In fact, said Chavez, from the time of CJs Claudio Teehankee, Pedro Yap, Marcelo Fernan and a part of Andres Narvasa’s tenure, “there was full compliance with the one-vote proviso” ---- until 1994, when the late Sen. Rene Cayetano pushed for two members from Congress with a half-vote each. But, he asserted, “we all know that two half-men do not A Man make,” drawing faint smiles from the Court. He also stressed that it was Chief Justice Hilario Davide who allowed two members from Congress with a full vote each, bringing the JBC membership to eight instead of seven as the Charter provided. It’s time to respect the Charter provision, he said.

As I listened to the three hours of hearing, I smiled from time to time as I remembered how Arroyo and Chavez were both active in the anti-Marcos movement (Joker as an iconic human rights lawyer and Frank as a leader in the First Quarter Storm) and in the post-Ninoy years, and they both served under Cory Aquino. Now they were on the opposite side of the fence on this issue. 

At this writing we still don’t know if the SC would be bamboozled into reversing its earlier one-vote ruling, which resulted in Congress’ boycott of the JBC hearings.
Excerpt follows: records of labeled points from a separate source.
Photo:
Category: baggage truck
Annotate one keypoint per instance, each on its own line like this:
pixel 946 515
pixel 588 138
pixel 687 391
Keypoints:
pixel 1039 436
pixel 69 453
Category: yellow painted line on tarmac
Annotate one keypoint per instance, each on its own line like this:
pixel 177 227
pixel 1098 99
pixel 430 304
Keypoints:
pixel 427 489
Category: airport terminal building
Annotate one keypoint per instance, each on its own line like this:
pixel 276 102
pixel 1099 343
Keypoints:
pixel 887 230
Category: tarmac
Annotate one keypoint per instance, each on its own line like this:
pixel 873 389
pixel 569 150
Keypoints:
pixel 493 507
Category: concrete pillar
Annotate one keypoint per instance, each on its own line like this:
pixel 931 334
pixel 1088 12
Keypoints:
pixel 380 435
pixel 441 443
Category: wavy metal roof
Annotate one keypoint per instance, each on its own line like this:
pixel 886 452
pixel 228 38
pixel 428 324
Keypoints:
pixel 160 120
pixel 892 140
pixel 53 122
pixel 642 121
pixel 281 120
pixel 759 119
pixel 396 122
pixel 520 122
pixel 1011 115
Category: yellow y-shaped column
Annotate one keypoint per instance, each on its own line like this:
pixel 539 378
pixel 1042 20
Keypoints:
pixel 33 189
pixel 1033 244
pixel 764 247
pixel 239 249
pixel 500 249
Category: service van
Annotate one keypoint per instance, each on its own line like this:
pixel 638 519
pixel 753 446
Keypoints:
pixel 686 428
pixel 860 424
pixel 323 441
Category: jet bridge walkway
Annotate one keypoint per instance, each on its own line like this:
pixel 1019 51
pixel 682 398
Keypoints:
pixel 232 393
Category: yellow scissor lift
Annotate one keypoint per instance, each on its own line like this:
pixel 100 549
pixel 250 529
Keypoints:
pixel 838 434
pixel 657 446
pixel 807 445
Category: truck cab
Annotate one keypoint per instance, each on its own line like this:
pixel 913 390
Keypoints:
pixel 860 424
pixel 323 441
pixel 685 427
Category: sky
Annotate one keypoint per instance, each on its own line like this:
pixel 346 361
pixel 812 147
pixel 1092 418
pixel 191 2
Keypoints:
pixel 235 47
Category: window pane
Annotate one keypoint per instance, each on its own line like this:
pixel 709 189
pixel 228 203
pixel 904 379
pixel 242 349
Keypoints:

That JBC short-list is being awaited, so that the President can meet the constitutional deadline of appointing a new CJ three months from the May 29 ouster of CJ Renato Corona. P-Noy has unabashed been campaigning to include his favorite CJ nominee, Leila de Lima, in the JBC short-list and the SC's grant of two two votes to Congress could help get his choice there. 

Frankly I’m keeping my fingers crossed that the SC sticks to its original one-vote ruling. For if it caves in to the presidential dictate and the arrogance of the Senate on this issue, the SC would further weaken the rule of law  and the supremacy of the judiciary in constitutional matters.